Article Text
Abstract
Background and Aims The Erector Spinae Plane block (ESPB) is an increasingly used to provide analgesia for surgeries involving the chest wall, rib fractures and even cancer pain. Although several meta-analyses that demonstrated the effectiveness of this block, its mechanism of action is still unclear. Anatomical studies on this ESPB injectate spread have found inconsistent results. This systematic review was conducted to summarize the current knowledge about the injectate spread following ESPB.
Methods Pubmed, Scopus and EMBASE were searched. All studies that examined the injectate spread after a thoracic ESPB involving the use of either dissection or imaging were included. The primary outcome was the presence of injectate spread in the various anatomical planes.

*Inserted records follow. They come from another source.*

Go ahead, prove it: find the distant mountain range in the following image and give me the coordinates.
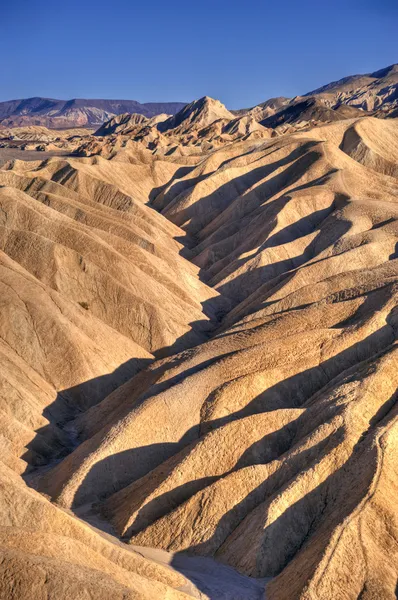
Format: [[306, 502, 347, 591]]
[[0, 98, 186, 129], [0, 64, 398, 129]]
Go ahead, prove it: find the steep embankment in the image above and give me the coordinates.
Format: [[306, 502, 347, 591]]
[[0, 118, 398, 600]]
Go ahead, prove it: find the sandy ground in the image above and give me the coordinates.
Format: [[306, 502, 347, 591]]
[[0, 148, 67, 167]]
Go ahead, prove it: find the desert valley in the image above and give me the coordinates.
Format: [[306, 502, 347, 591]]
[[0, 65, 398, 600]]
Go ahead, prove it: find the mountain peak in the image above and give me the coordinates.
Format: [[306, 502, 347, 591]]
[[159, 96, 235, 131]]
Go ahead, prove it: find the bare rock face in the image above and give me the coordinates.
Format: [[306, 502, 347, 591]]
[[0, 77, 398, 600]]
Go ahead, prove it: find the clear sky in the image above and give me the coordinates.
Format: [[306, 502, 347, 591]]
[[0, 0, 398, 108]]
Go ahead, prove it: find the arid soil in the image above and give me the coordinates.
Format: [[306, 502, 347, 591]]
[[0, 72, 398, 600]]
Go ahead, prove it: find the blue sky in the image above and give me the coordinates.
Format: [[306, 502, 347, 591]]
[[0, 0, 398, 108]]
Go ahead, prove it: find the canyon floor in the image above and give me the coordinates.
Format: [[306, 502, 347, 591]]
[[0, 88, 398, 600]]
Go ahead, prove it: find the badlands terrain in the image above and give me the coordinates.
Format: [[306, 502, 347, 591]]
[[0, 66, 398, 600]]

Results This review included 29 studies involving 113 cadaveric and 79 live subjects. The proportion of subjects with injectate spread in the erector spinae plane(ESP), intercostal space(ICS), epidural space(ES) and paravertebral space(PVS) was 1(95%CI: 0.97-1), 0.51(CI:0.38-0.64), 0.38(CI:0.28-0.5) and 0.57(0.49-0.64) respectively. The mean spread of injectate in the ESP, ICS, ES and PVS were 9.1(CI:5.1-13.2), 4.7(CI:2.0-9.3), 3.1(CI 0.1-3.6) and 3.5(CI: 0-7.3. Compared to cadavers, a larger proportion of patients had injectate spread in the ICS.

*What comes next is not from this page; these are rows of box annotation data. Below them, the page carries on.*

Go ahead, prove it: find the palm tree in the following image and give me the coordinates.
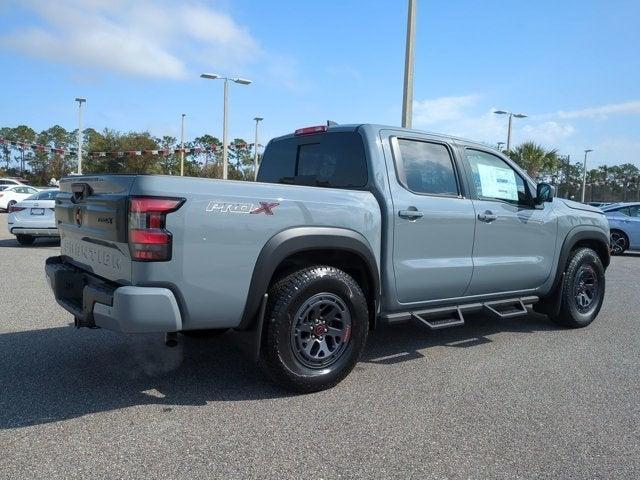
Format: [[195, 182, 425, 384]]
[[509, 141, 561, 179]]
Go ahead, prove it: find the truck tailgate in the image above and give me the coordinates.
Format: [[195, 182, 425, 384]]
[[56, 175, 136, 284]]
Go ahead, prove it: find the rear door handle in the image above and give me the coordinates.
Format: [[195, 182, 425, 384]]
[[398, 209, 423, 220], [478, 210, 498, 223]]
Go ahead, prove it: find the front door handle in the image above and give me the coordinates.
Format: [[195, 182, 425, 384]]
[[478, 210, 498, 223], [398, 207, 423, 220]]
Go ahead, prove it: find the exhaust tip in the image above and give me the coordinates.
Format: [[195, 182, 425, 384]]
[[164, 332, 178, 348]]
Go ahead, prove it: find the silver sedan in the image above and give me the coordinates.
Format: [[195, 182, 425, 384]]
[[7, 190, 59, 245]]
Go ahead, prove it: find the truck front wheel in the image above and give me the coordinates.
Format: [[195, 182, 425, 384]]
[[550, 248, 605, 328], [261, 266, 369, 393]]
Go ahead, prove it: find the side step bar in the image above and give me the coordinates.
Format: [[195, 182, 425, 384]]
[[411, 307, 464, 330], [484, 298, 527, 320], [380, 296, 539, 330]]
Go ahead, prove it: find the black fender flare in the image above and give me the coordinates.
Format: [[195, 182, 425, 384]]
[[238, 227, 380, 330], [549, 225, 611, 302]]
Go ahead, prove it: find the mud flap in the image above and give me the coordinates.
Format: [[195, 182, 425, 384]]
[[229, 293, 269, 362]]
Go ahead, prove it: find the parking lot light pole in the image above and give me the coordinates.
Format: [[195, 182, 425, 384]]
[[581, 149, 593, 203], [253, 117, 264, 180], [402, 0, 418, 128], [76, 97, 87, 175], [493, 110, 527, 153], [200, 73, 251, 180], [180, 113, 187, 177]]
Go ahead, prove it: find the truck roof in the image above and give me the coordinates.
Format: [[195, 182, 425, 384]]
[[272, 123, 499, 151]]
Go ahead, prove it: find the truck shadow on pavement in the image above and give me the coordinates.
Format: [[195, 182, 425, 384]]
[[0, 314, 557, 430]]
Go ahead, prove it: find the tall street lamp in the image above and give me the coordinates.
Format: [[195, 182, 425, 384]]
[[402, 0, 418, 128], [200, 73, 251, 180], [493, 110, 526, 152], [253, 117, 264, 180], [582, 149, 593, 203], [76, 97, 87, 175], [180, 113, 187, 177]]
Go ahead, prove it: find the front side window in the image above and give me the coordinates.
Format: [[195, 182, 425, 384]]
[[398, 138, 460, 196], [466, 149, 528, 204]]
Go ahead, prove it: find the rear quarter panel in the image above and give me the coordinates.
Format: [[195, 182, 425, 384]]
[[131, 176, 381, 329]]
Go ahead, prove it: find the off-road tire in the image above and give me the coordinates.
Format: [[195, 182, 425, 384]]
[[549, 248, 605, 328], [261, 266, 369, 393], [16, 235, 36, 245], [610, 229, 629, 255]]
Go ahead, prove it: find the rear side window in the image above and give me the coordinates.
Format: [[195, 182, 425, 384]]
[[618, 205, 640, 217], [398, 138, 459, 196], [258, 132, 367, 188], [466, 150, 528, 204]]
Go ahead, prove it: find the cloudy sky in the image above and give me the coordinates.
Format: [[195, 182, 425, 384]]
[[0, 0, 640, 165]]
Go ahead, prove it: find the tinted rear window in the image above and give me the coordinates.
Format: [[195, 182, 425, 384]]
[[258, 132, 367, 188]]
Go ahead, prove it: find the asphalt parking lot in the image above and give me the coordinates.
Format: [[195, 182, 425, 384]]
[[0, 214, 640, 479]]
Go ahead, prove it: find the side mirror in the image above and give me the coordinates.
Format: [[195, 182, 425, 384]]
[[536, 182, 555, 205]]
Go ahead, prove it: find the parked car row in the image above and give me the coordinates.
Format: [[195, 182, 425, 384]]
[[602, 202, 640, 255], [7, 187, 60, 245]]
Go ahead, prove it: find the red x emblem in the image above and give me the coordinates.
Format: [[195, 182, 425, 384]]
[[250, 202, 280, 215]]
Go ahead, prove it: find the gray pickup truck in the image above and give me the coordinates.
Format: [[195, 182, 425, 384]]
[[46, 125, 609, 392]]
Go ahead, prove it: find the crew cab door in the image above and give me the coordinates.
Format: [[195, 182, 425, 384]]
[[463, 148, 558, 295], [383, 132, 475, 304]]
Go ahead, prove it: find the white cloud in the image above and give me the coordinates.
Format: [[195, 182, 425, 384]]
[[555, 100, 640, 119], [413, 94, 576, 147], [518, 122, 576, 146], [413, 95, 479, 125], [0, 0, 263, 79]]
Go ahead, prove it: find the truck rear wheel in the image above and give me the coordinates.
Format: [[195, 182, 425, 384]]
[[261, 266, 369, 393], [550, 248, 605, 328]]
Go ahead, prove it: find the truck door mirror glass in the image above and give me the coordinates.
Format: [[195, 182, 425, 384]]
[[536, 182, 555, 205]]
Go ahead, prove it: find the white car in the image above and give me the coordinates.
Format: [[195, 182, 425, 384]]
[[0, 177, 24, 187], [7, 189, 59, 245], [0, 185, 39, 210]]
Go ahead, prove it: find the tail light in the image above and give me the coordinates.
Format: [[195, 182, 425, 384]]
[[129, 197, 184, 262]]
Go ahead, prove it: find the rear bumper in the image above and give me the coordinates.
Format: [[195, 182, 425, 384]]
[[9, 225, 60, 237], [45, 257, 182, 333]]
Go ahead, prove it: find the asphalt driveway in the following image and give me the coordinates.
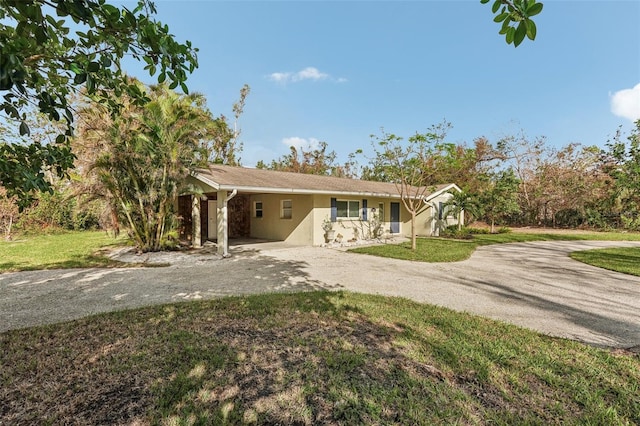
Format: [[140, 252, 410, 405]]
[[0, 241, 640, 347]]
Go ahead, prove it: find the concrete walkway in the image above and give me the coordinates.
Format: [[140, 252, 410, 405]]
[[0, 241, 640, 347]]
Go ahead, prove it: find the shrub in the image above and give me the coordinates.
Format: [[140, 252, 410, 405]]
[[440, 225, 473, 240]]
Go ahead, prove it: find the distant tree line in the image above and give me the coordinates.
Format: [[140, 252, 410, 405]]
[[258, 121, 640, 230]]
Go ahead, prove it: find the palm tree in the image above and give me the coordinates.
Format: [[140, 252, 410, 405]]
[[445, 191, 480, 231], [78, 81, 220, 252]]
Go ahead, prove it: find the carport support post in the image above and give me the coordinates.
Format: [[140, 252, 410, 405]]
[[191, 194, 202, 248], [216, 189, 238, 257]]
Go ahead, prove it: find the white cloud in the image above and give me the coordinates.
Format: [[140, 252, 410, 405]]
[[611, 83, 640, 121], [292, 67, 329, 81], [282, 136, 320, 151], [268, 67, 347, 84], [269, 72, 291, 83]]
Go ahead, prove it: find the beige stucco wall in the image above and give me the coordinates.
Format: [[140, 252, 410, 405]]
[[313, 195, 410, 245], [427, 193, 464, 236], [250, 194, 314, 245], [185, 184, 457, 245]]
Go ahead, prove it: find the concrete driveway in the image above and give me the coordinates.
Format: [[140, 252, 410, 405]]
[[0, 241, 640, 347]]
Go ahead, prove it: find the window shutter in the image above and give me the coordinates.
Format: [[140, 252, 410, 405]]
[[331, 198, 338, 222]]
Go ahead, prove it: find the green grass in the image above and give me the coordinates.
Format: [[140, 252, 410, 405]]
[[0, 292, 640, 425], [570, 247, 640, 276], [0, 231, 124, 272], [349, 232, 640, 262]]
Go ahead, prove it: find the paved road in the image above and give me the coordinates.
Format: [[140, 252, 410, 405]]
[[0, 241, 640, 347]]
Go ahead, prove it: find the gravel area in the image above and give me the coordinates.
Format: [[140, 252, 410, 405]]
[[0, 241, 640, 348]]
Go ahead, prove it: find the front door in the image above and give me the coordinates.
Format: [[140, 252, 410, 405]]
[[391, 203, 400, 234], [207, 200, 218, 240]]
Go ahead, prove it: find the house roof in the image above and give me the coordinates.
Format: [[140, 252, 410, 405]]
[[194, 164, 460, 199]]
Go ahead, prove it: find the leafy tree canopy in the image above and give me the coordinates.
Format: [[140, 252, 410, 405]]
[[0, 0, 198, 205], [480, 0, 543, 47]]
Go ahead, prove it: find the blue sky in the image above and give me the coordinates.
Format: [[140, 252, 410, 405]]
[[122, 0, 640, 166]]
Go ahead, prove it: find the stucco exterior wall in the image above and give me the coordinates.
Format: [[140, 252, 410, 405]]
[[312, 195, 409, 245], [249, 194, 314, 245], [427, 193, 464, 237]]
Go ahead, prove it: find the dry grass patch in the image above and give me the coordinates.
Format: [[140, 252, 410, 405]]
[[0, 292, 640, 425]]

Conclusions Based on this study, the likely mechanism of action of the ESPB is via its spread into the intercostal, paravertebral and epidural compartments. While this correlates with current studies showing superiority of ESPB over placebo/control, it also raises the possibility that the clinical effect of ESPB is likely to be unpredictable.